Like most people. Not me. Maybe that comes from being brown. I can still remember how intuitively right it felt to me back in 2008 when I first heard of the possibility that those pure white marbles–weren’t. Greek stories after all were filled with color, brimming over with it, grapes and pomegranates and wine-dark seas and whatnot. What was with all those pearl-white statues?
The Smithsonian article quotes Helen of Troy’s words from the eponymous play by Euripides:
My life and fortunes are a monstrosity,
Partly because of Hera, partly because of my beauty.
If only I could shed my beauty and assume an uglier aspect
The way you would wipe color off a statue.
So wiping color off a statue is a destructive thing to do, right? And now it turns out it was also an act of colonization. The purity of Greek marbles was extolled (and shined up, during cleaning and preservation) around the very time they were stolen from the Parthenon by Lord Elgin.
What’s even more telling is how the notion of color on ancient statues raises hackles even today. When University of Iowa classics professor, Sarah Bond, published essays arguing that it was time to accept that ancient sculpture was not pure white, and neither were the people of the ancient world, she received hate mail. White supremacists, it turns out, get huffy when they’re told that their vision of the ancient world is lacking in color.
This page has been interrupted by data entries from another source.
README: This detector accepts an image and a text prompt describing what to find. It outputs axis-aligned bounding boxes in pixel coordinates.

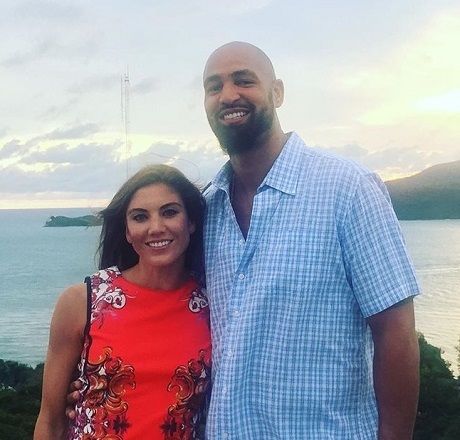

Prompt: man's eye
[236,79,254,87]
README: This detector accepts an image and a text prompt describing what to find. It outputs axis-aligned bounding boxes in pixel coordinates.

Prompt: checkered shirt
[205,133,419,440]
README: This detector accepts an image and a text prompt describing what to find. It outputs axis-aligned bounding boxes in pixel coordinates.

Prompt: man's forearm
[374,336,419,440]
[368,299,420,440]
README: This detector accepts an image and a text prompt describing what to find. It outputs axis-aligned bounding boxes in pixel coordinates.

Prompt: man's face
[203,48,275,155]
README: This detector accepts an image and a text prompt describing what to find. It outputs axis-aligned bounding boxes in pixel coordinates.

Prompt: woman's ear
[125,226,133,244]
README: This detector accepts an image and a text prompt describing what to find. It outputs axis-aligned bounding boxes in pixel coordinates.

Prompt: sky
[0,0,460,213]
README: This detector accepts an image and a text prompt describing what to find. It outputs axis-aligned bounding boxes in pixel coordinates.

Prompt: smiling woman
[34,165,211,440]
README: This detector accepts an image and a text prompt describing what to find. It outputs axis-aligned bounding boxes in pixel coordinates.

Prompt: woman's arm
[34,284,87,440]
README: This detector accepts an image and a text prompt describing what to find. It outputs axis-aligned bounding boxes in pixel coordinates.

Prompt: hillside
[385,160,460,220]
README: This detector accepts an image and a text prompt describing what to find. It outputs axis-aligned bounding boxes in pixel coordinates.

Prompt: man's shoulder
[290,133,372,175]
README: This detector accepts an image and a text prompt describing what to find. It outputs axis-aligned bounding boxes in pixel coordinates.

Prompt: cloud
[130,77,159,95]
[41,123,100,140]
[0,39,58,67]
[314,144,452,180]
[22,143,119,168]
[0,32,98,68]
[14,0,84,24]
[0,139,28,160]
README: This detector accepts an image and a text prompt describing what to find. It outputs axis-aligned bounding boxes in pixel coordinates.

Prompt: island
[44,215,102,228]
[385,160,460,220]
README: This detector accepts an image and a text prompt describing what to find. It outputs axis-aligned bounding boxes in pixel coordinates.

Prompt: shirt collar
[212,132,305,195]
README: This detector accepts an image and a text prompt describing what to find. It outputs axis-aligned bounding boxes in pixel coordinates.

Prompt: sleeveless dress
[68,267,211,440]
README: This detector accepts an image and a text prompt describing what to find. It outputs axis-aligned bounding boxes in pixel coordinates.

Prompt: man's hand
[65,380,83,420]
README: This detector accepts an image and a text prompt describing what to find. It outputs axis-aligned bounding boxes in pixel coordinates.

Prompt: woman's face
[126,183,195,267]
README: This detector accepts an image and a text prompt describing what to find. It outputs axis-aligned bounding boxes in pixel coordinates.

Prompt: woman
[34,165,211,440]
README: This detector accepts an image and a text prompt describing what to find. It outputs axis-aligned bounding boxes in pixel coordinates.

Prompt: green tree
[414,334,460,440]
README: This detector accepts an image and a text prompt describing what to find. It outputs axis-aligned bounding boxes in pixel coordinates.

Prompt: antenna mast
[121,67,131,178]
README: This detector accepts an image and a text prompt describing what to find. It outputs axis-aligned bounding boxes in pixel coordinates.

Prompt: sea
[0,208,460,374]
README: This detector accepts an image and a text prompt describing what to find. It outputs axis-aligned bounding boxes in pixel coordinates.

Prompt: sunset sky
[0,0,460,208]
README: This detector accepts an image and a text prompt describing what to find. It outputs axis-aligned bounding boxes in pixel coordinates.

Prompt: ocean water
[0,209,460,371]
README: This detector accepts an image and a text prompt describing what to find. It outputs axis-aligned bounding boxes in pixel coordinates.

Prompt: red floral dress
[68,267,211,440]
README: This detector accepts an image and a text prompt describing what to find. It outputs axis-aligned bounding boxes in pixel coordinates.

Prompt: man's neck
[230,130,288,194]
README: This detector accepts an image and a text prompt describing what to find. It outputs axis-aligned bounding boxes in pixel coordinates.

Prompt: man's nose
[220,82,240,104]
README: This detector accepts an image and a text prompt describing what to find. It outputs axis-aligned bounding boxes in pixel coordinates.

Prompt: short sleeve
[341,174,420,317]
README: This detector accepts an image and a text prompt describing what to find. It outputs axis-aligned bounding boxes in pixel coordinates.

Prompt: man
[68,42,419,440]
[203,42,419,440]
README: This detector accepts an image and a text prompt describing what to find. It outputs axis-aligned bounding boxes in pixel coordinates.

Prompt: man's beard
[208,99,274,156]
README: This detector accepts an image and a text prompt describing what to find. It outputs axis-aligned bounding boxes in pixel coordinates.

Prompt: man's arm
[367,298,420,440]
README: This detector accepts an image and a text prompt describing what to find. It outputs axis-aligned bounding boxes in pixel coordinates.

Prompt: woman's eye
[206,84,221,95]
[163,208,178,217]
[132,214,147,223]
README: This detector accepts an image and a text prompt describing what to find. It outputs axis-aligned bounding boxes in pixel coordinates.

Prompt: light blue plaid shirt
[205,133,418,440]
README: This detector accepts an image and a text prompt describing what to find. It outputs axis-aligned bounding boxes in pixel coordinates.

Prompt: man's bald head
[203,41,276,81]
[203,41,284,156]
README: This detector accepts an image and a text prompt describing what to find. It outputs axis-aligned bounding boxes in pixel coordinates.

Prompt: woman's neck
[122,261,190,290]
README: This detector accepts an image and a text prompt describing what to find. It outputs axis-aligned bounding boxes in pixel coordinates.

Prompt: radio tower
[121,68,131,178]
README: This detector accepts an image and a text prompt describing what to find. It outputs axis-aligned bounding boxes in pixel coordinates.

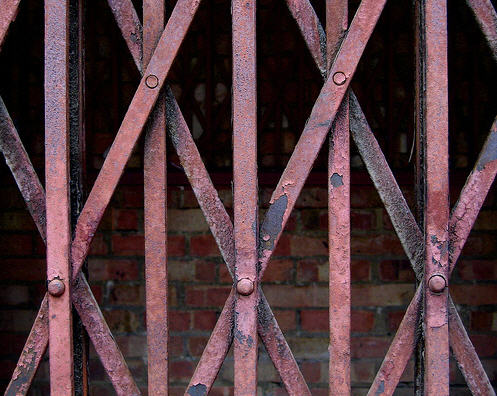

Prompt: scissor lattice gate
[0,0,497,396]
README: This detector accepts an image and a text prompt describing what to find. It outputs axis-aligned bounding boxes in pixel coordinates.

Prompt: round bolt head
[48,279,66,297]
[428,275,447,293]
[333,72,347,85]
[145,74,159,89]
[236,278,254,296]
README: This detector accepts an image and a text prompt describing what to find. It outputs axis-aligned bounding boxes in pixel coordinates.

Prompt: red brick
[350,260,371,282]
[112,235,145,256]
[193,311,217,330]
[300,361,321,383]
[350,210,376,231]
[380,260,416,282]
[169,311,191,331]
[456,260,497,281]
[350,234,404,256]
[190,234,220,256]
[167,235,185,257]
[350,310,375,333]
[449,284,497,306]
[112,209,139,231]
[350,337,391,358]
[352,283,415,307]
[0,233,33,256]
[195,260,216,283]
[188,337,209,357]
[88,258,139,281]
[263,260,293,282]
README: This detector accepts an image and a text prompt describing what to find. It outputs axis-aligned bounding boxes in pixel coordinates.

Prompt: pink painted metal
[0,98,46,241]
[326,0,351,395]
[45,0,74,396]
[143,0,169,395]
[0,0,21,49]
[73,275,141,396]
[466,0,497,61]
[259,0,386,276]
[422,0,449,395]
[231,0,259,396]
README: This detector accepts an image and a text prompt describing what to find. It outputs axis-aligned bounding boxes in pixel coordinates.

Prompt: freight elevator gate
[0,0,497,396]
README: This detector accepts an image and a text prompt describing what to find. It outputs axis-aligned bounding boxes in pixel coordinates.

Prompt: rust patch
[260,194,288,250]
[186,384,207,396]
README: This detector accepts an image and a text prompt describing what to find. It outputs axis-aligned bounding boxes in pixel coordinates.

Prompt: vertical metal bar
[143,0,168,395]
[422,0,449,395]
[45,0,74,396]
[69,0,89,396]
[326,0,350,395]
[231,0,259,396]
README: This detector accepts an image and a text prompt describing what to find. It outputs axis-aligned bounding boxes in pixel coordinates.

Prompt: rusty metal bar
[368,286,423,396]
[72,274,141,396]
[231,0,259,396]
[185,289,235,396]
[258,289,311,396]
[326,0,351,396]
[143,0,169,395]
[71,0,200,282]
[286,0,331,77]
[466,0,497,61]
[4,296,48,396]
[350,92,424,279]
[45,0,74,395]
[0,97,46,241]
[107,0,141,74]
[421,0,449,395]
[449,297,495,396]
[449,117,497,273]
[0,0,21,49]
[259,0,386,276]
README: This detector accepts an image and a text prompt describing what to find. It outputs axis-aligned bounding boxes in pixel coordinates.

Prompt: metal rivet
[145,74,159,88]
[236,278,254,296]
[48,279,66,297]
[333,72,347,85]
[428,275,447,293]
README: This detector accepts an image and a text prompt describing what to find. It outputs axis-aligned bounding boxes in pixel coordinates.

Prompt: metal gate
[0,0,497,396]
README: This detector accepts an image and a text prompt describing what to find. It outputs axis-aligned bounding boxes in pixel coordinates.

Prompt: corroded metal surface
[326,0,351,396]
[0,97,46,241]
[143,0,169,395]
[73,274,141,396]
[259,0,386,276]
[421,0,449,395]
[0,0,21,49]
[231,0,259,396]
[45,0,74,396]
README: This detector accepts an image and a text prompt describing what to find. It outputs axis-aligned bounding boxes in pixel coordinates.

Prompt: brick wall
[0,166,497,395]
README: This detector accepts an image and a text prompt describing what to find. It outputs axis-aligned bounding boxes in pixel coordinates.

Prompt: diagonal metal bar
[141,0,169,396]
[4,296,48,396]
[368,285,423,396]
[466,0,497,61]
[107,0,143,73]
[449,296,495,396]
[0,97,46,241]
[71,0,200,277]
[259,0,386,277]
[285,0,328,78]
[0,0,21,49]
[72,274,141,396]
[449,117,497,273]
[231,0,259,396]
[350,92,424,280]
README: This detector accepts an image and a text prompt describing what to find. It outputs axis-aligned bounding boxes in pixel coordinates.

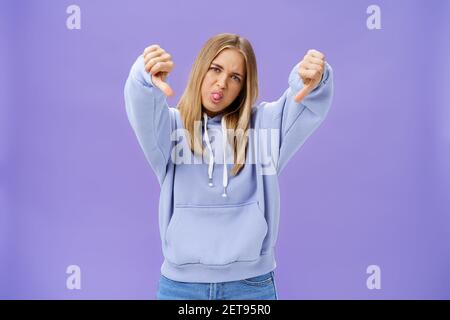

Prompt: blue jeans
[156,271,278,300]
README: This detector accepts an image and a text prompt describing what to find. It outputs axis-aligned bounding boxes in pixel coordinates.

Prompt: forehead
[212,49,245,74]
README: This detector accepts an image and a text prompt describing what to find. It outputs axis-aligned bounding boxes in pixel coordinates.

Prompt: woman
[125,33,333,299]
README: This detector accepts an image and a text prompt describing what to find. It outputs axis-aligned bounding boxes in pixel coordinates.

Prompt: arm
[124,55,172,185]
[255,62,333,175]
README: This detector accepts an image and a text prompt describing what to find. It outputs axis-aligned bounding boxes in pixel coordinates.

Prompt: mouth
[210,91,223,103]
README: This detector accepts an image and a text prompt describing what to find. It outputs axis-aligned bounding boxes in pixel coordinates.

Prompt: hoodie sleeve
[255,62,333,175]
[124,55,171,186]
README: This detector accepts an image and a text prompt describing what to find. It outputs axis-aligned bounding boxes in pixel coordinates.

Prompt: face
[202,48,245,117]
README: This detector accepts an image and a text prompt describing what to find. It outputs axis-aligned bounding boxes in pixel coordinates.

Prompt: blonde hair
[178,33,258,175]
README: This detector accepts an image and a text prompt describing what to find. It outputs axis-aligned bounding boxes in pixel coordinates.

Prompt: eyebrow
[211,62,244,78]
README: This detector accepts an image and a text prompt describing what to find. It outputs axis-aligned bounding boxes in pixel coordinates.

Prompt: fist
[143,44,174,97]
[294,49,325,103]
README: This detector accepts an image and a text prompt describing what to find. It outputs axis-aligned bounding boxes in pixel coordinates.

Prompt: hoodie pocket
[165,201,268,265]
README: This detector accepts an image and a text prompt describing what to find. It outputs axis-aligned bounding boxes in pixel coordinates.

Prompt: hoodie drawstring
[203,113,228,198]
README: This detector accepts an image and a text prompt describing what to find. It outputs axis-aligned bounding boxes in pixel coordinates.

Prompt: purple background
[0,0,450,299]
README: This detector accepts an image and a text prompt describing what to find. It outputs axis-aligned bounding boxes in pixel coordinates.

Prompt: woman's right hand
[143,44,174,97]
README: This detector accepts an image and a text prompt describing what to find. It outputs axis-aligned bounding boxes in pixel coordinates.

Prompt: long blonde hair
[178,33,258,175]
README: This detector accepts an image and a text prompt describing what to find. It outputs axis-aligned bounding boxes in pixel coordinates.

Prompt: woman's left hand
[294,49,325,103]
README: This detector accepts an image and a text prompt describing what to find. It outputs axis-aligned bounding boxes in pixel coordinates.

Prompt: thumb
[294,80,313,103]
[152,72,173,97]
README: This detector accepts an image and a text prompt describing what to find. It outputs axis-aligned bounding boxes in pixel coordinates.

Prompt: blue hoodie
[124,55,333,283]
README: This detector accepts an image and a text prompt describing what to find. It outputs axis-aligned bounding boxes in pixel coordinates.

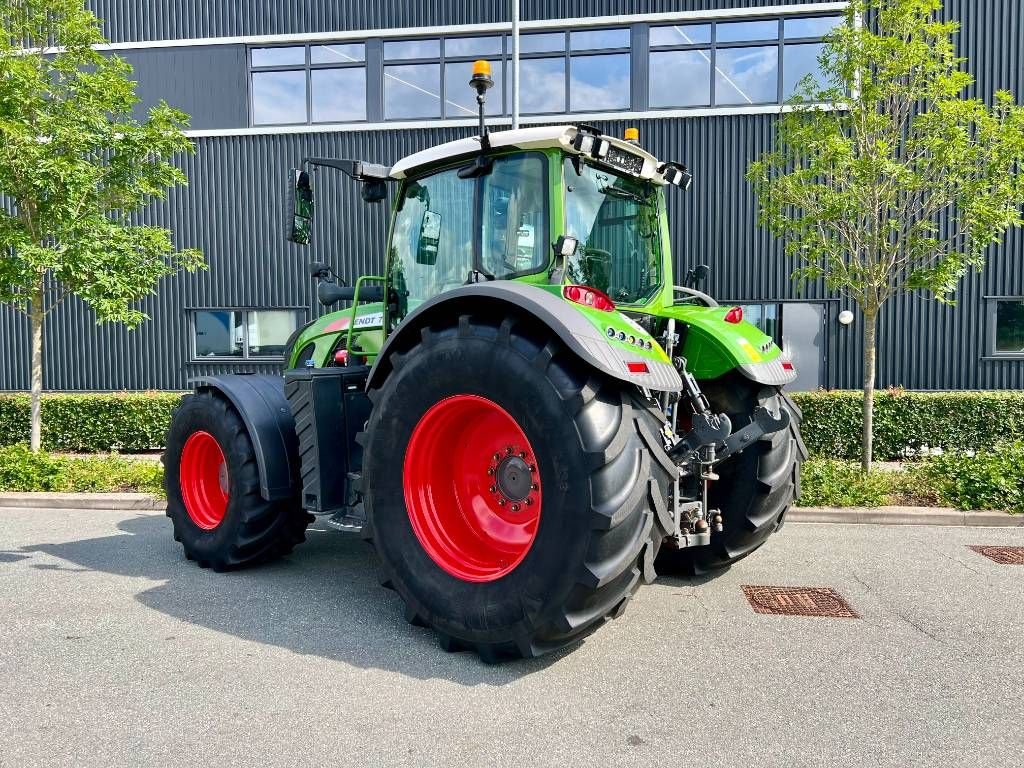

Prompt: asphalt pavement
[0,509,1024,768]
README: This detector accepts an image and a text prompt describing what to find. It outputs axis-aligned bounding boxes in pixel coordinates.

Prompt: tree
[0,0,203,451]
[748,0,1024,471]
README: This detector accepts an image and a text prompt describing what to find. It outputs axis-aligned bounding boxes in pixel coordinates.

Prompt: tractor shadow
[22,515,575,686]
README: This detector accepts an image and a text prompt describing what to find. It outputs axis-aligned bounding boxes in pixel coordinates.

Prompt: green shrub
[924,440,1024,513]
[0,445,164,496]
[793,389,1024,461]
[0,392,181,454]
[800,459,894,507]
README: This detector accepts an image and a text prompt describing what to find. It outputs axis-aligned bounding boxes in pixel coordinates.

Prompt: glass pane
[782,43,827,98]
[569,30,630,50]
[524,32,565,53]
[562,159,662,304]
[309,43,367,63]
[715,46,778,104]
[384,38,441,58]
[480,153,551,279]
[995,301,1024,352]
[253,70,306,125]
[310,67,367,123]
[569,53,630,112]
[782,16,845,37]
[384,65,440,120]
[389,169,479,316]
[650,50,711,106]
[249,309,298,357]
[250,45,306,67]
[444,61,502,118]
[195,309,245,357]
[519,58,565,115]
[444,37,502,56]
[715,19,778,43]
[650,24,711,45]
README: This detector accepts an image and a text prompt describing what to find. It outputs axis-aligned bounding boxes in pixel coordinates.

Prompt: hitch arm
[715,406,790,461]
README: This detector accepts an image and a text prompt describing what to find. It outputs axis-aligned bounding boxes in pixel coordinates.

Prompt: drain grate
[743,584,860,618]
[968,544,1024,565]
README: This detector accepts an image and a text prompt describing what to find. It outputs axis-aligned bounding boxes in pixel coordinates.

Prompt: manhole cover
[743,584,859,618]
[968,544,1024,565]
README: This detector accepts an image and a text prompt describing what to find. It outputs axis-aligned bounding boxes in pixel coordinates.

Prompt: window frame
[984,296,1024,360]
[185,306,309,365]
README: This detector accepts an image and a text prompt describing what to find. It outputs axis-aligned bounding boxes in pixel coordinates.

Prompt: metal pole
[512,0,519,130]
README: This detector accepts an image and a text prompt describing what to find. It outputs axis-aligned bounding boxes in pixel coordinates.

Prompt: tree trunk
[860,310,878,472]
[29,275,46,453]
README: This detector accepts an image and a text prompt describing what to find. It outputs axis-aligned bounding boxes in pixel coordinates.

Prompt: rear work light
[562,286,615,312]
[722,306,743,323]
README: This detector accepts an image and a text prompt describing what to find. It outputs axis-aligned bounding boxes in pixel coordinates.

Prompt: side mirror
[416,210,441,266]
[286,169,313,246]
[359,179,387,203]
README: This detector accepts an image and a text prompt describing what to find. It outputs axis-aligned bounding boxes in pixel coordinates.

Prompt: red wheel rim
[403,394,541,582]
[178,430,228,530]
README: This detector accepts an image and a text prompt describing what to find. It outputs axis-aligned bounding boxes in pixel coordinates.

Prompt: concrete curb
[0,493,161,512]
[785,507,1024,527]
[0,493,1024,527]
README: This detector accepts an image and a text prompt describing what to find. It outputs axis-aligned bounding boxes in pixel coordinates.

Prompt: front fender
[660,304,797,386]
[367,281,683,392]
[188,374,299,502]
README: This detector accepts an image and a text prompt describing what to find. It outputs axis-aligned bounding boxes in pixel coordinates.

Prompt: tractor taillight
[722,306,743,323]
[562,286,615,312]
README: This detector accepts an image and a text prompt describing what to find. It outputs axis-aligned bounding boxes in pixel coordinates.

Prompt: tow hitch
[665,357,790,549]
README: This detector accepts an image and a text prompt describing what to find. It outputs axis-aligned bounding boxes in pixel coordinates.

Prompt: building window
[988,298,1024,357]
[648,16,844,109]
[193,309,305,360]
[249,43,367,125]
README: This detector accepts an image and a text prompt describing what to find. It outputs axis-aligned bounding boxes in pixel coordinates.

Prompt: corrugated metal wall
[86,0,827,42]
[0,0,1024,389]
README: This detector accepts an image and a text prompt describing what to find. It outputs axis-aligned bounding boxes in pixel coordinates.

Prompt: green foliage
[0,0,202,326]
[0,445,164,496]
[800,459,893,507]
[924,440,1024,513]
[792,389,1024,461]
[0,392,181,453]
[748,0,1024,317]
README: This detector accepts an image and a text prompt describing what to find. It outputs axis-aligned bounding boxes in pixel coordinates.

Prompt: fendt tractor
[164,61,806,662]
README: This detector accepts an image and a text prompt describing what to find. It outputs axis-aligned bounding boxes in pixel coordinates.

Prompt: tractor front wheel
[164,392,312,570]
[361,314,672,662]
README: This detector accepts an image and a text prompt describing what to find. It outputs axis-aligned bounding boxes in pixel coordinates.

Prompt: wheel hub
[495,456,534,502]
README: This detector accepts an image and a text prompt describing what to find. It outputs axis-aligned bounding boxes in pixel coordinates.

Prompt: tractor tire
[657,374,807,575]
[163,392,312,571]
[360,314,673,663]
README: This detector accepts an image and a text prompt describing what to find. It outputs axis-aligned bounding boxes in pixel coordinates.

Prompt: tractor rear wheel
[164,392,312,571]
[657,374,807,574]
[360,314,673,662]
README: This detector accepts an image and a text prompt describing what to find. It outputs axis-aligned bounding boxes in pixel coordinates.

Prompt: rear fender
[367,281,682,392]
[189,374,299,502]
[658,304,797,386]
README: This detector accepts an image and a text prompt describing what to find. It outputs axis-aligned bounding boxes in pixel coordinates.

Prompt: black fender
[367,281,683,392]
[188,374,299,502]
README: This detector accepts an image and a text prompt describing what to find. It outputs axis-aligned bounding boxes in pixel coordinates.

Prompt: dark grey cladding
[0,0,1024,390]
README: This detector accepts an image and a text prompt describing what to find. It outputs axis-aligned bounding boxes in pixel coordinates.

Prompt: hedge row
[0,392,181,454]
[793,389,1024,461]
[0,390,1024,461]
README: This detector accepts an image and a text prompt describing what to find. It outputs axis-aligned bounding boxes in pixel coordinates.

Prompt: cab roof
[391,125,668,184]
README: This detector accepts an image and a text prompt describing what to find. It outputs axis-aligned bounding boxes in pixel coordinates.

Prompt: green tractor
[165,62,806,662]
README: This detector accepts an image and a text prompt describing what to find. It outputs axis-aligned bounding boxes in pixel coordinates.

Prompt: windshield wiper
[599,185,651,206]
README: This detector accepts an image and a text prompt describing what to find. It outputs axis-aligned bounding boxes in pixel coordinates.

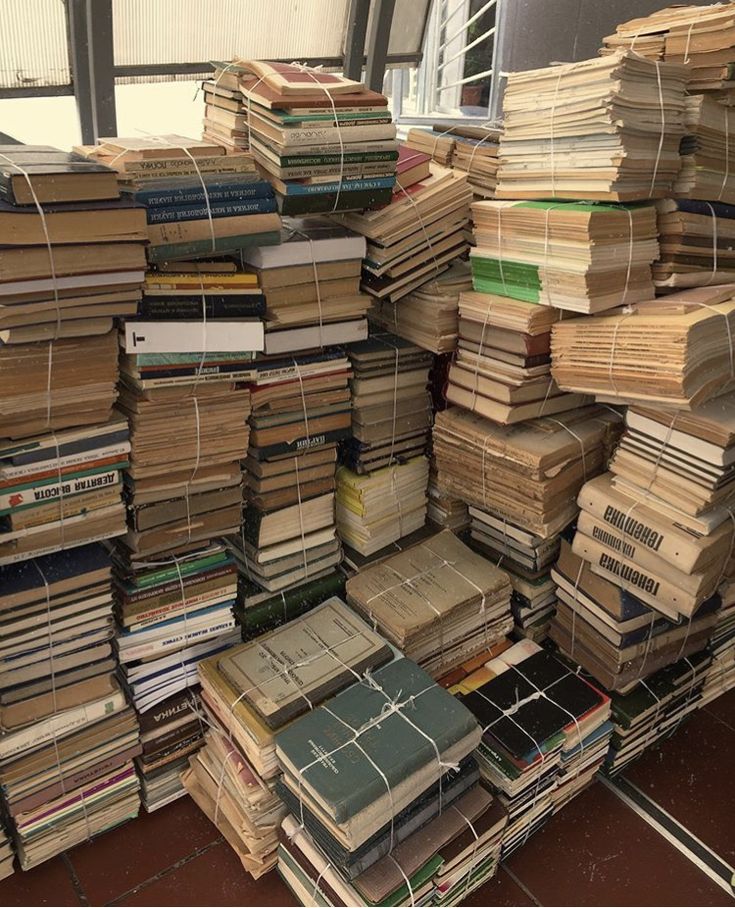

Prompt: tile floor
[0,691,735,908]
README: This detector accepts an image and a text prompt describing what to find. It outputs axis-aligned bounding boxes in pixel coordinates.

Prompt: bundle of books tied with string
[276,658,506,905]
[184,597,393,877]
[495,50,688,202]
[230,59,398,215]
[600,3,735,100]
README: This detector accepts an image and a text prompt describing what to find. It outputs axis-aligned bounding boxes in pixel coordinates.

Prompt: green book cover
[235,571,345,640]
[276,659,479,823]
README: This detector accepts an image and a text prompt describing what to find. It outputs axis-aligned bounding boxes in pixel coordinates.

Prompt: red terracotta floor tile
[462,866,535,906]
[625,701,735,864]
[507,782,733,908]
[69,796,219,905]
[116,842,296,906]
[0,857,81,908]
Polychromy is a word with power. It goes back to 1859, when it was first used, according to my reliable OED, “to define the art of painting or decorating in several colours, especially as anciently used in pottery, architecture, etc.” Happily, the polychromy theory has plenty of evidence to back it. And Brinkmann et al, cited in that 2008 Smithsonian article, have published a book packed with pictures.
It all makes sense. But get this (cited in the New Yorker article):
For Abbe, who is now a professor of ancient art at the University of Georgia, the idea that the ancients disdained bright color “is the most common misconception about Western aesthetics in the history of Western art.” It is, he said, “a lie we all hold dear.”
And that, to my mind, speaks volumes.